Banu Cennetoglu’s powerful work The List appeared in Liverpool in July as part of the city’s biennial (until 28 October). The piece features the names of the refugees, asylum seekers and migrants who have died “within or on the borders of Europe since 1993”, according to the anti-racism organisation United for Intercultural Action. It was first used in an art project by Cennetoglu in Amsterdam in 2007, and has been shown in grimly updated form in cities as far-flung as Athens, Sofia, Istanbul and Los Angeles. In its Liverpool incarnation, The List contains 34,361 names.
Twice, however, the 280m-long hoardings have been attacked, with the posters containing the list ripped down. Cennetoglu decided to leave the work in tatters “as a manifestation and reminder of this systematic violence exercised against people”.
The shredded, graffitied posters in Liverpool add to the potency of Cennetoglu’s gesture: they are a bleak symbol of worsening attitudes to migrant people, of which the detention of children on the US-Mexican border by President Donald Trump’s administration is but the most infamous development.
Like the Liverpool Biennial, this year’s Manifesta in Palermo and the most recent Documenta have reflected how broadly artists are responding to the refugee issue. But making art on the subject is a thorny process. Who can forget Ai Weiwei’s photograph clumsily restaging the shocking image of the body of the Syrian toddler Alan Kurdi washed up on a Turkish beach? The artist Jake Chapman told me that Ai’s response was “fucking obscene”. (Chapman has never made art about refugees; instead, he bought a boat for the charity Refugee Rescue, which has since saved thousands of lives.) The problem of artists responding to the crisis prompted the organisation Refugees, Survivors and Ex-Detainees (Rise) to write a statement in 2015, complete with ten points that artists should consider if they are to make ethical and responsible interventions.
But the fact is that the situation in southern Europe is getting worse. In September, the Guardian newspaper reported that no rescue boats from non-governmental organisations had been present in the central Mediterranean for a number of weeks, because Malta’s and Italy’s anti-immigration policies were keeping rescue boats out of their ports. It reinforced yet again an unfathomable and shaming reality: that politicians in countries signed up to the Geneva Convention, all across Europe, are using populist rhetoric to create a situation in which, as Regina Catrambone, who co-founded the Migrant Offshore Aid Station, put it: “Migrants are dying of a preventable cause, which is the lack of a robust search-and-rescue programme.”
Some artists have documented the authorities’ inadequate response. While making his film Incoming (2017), the photographer and film-maker Richard Mosse—using a military-grade thermographic camera capable of capturing images from a long distance—shot what he described as “a scene from hell” from the Lesbos shore. A boat carrying more than 300 people was shipwrecked several kilometres out to sea, and yet the first boat on the scene, operated by Frontex, the European Border and Coast Guard Agency, was, Mosse says, “designed to monitor and surveil these refugee routes, not to rescue people”. Later, he says, a Frontex helicopter was “swooping in and zooming above… and actually harassing the people who were drowning in the water”.
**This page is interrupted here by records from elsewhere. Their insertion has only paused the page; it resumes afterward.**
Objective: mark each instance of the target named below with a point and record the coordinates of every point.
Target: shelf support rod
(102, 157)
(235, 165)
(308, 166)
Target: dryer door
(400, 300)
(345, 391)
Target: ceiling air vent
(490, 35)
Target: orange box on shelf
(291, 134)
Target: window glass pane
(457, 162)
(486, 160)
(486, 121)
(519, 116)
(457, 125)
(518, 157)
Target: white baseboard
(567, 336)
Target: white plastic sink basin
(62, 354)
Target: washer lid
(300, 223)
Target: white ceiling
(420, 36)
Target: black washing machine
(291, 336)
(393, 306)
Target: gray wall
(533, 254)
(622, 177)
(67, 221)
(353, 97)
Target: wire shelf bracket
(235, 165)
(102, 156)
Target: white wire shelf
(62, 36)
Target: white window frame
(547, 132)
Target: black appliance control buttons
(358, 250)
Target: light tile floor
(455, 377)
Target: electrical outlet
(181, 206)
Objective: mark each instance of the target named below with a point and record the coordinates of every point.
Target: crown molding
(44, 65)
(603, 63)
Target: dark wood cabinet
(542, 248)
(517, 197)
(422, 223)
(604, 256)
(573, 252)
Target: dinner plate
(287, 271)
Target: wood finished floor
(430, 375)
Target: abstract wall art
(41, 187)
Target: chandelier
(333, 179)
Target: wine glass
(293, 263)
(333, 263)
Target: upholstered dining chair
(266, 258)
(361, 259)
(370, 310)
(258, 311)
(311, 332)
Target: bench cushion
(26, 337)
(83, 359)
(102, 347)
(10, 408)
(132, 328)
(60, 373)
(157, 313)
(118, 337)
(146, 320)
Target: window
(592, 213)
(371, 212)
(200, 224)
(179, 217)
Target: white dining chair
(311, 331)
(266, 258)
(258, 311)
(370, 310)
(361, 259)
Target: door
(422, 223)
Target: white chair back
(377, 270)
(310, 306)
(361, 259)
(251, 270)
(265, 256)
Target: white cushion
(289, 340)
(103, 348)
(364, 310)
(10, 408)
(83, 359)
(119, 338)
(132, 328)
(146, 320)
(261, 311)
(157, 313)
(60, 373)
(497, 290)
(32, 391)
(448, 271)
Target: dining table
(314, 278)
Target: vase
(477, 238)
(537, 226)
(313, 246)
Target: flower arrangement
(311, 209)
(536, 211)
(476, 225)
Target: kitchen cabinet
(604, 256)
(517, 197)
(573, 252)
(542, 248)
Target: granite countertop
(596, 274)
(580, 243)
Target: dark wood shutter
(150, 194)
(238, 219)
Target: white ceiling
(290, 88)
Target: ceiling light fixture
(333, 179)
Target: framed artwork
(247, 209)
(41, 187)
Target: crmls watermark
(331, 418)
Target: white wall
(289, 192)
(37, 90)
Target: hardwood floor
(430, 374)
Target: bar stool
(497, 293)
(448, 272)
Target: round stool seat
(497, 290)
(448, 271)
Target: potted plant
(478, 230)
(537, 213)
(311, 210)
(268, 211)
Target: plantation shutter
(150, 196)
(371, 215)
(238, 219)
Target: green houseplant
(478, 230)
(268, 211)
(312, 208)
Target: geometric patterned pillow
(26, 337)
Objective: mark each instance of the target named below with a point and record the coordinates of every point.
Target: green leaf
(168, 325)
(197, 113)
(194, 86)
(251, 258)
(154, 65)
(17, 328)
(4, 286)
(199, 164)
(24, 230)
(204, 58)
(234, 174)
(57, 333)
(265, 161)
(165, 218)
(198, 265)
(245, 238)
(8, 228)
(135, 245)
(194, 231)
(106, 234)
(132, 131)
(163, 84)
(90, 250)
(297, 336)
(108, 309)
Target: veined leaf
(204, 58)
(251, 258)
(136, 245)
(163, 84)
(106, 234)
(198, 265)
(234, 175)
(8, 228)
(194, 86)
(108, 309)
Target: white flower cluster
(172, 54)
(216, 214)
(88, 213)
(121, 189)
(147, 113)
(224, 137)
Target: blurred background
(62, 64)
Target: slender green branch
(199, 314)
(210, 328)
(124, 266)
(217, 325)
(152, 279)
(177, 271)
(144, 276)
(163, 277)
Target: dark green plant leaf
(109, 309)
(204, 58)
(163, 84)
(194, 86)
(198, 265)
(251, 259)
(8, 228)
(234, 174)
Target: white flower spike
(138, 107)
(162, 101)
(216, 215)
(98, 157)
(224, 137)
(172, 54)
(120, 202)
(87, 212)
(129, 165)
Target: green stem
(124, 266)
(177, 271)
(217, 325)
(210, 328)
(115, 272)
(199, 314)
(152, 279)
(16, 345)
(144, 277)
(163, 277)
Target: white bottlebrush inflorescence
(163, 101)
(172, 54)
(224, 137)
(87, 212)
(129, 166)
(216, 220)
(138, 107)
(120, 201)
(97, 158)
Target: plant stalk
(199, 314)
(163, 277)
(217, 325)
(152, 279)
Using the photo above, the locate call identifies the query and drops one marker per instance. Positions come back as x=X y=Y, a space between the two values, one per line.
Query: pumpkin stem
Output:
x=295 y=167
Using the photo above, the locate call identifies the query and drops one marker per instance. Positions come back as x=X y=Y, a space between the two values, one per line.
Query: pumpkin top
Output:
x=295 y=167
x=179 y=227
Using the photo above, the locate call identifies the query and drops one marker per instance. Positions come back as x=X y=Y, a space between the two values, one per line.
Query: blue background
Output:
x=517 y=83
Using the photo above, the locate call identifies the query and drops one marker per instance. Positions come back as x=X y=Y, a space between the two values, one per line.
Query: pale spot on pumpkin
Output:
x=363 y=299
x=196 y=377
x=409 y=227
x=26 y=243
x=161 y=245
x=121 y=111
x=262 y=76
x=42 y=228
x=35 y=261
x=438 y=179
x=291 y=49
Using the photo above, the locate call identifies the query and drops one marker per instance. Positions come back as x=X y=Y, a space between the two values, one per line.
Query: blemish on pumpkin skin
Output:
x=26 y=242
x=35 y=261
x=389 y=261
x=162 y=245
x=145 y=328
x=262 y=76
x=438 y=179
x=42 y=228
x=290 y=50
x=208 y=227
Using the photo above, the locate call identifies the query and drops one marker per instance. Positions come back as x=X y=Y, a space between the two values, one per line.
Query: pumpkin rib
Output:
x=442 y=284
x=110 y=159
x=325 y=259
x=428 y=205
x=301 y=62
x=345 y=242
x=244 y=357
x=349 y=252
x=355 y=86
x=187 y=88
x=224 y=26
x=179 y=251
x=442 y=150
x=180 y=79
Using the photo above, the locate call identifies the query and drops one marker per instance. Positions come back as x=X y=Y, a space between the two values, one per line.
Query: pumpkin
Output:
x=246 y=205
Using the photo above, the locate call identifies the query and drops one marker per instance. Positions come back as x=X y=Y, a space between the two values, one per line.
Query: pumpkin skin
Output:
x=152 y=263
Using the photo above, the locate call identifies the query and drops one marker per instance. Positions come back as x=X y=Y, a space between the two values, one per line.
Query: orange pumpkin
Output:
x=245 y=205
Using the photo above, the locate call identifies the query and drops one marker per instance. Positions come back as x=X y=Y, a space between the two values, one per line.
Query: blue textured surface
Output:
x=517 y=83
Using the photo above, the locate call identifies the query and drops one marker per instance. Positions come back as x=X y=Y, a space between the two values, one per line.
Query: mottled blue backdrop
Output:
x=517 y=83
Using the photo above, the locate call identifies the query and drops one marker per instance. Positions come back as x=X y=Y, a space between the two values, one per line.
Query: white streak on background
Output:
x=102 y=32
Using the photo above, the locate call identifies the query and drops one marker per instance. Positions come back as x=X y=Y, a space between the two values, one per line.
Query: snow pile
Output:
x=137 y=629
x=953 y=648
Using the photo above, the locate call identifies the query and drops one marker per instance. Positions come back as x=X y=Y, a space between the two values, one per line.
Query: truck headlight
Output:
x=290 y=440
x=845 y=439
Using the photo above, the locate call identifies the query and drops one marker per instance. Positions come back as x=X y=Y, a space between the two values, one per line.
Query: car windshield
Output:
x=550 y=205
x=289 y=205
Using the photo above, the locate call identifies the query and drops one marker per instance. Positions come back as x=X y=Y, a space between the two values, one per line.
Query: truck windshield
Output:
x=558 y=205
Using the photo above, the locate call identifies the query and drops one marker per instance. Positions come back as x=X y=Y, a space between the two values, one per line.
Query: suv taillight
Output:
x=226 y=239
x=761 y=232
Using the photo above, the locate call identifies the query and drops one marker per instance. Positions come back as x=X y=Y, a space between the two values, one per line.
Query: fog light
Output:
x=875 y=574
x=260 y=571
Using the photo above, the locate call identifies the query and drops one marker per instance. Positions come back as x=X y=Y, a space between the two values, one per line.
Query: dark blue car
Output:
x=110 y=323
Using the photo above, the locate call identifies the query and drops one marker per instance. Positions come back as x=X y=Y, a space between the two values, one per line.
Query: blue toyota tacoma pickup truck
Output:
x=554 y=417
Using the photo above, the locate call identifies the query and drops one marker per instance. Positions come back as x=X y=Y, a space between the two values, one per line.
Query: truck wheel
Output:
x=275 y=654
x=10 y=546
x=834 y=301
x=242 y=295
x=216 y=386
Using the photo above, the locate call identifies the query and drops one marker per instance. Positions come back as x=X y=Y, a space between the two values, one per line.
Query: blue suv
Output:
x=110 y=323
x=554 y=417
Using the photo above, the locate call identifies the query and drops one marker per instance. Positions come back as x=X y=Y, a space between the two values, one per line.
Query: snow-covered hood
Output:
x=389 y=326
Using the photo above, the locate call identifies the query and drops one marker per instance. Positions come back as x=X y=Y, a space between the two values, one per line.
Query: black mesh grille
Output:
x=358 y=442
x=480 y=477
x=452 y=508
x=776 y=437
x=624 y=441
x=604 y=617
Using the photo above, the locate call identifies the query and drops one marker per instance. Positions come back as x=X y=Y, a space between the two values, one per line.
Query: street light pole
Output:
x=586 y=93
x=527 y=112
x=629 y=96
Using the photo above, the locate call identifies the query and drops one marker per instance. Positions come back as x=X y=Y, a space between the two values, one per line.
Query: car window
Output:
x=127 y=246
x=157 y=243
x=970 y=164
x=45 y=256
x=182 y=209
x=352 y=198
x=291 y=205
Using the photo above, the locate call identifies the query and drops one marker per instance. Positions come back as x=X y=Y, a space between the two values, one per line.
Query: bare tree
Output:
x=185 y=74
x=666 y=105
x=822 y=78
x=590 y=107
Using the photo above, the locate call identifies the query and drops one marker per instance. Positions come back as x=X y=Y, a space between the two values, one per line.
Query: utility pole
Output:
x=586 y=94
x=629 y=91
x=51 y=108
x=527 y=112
On the boat was a Syrian artist, Amel el Zakout, who captured the horrific scene on film and survived. Together, her footage and Mosse’s are being used in an investigation of the incident by the Forensic Architecture group, which has been shortlisted for this year’s Turner Prize. Forensic Architecture has form in this field: its Forensic Oceanography project produced a damning report in 2012 on the so-called “left-to-die boat”, on which 63 people died of thirst and starvation in the Mediterranean in 2011, despite contact with a military helicopter. Nato, the report concluded, failed to assist the migrants and prevent the 63 deaths.
It is too early in the latest investigation to know what it will conclude. The collaboration proves that artists can, in various ways, have real-world influence on the issue. Of course, they must be ethical and responsible in dealing with these fragile communities, as Rise advises. But their voices are needed more than ever amid the din of the cynical populists.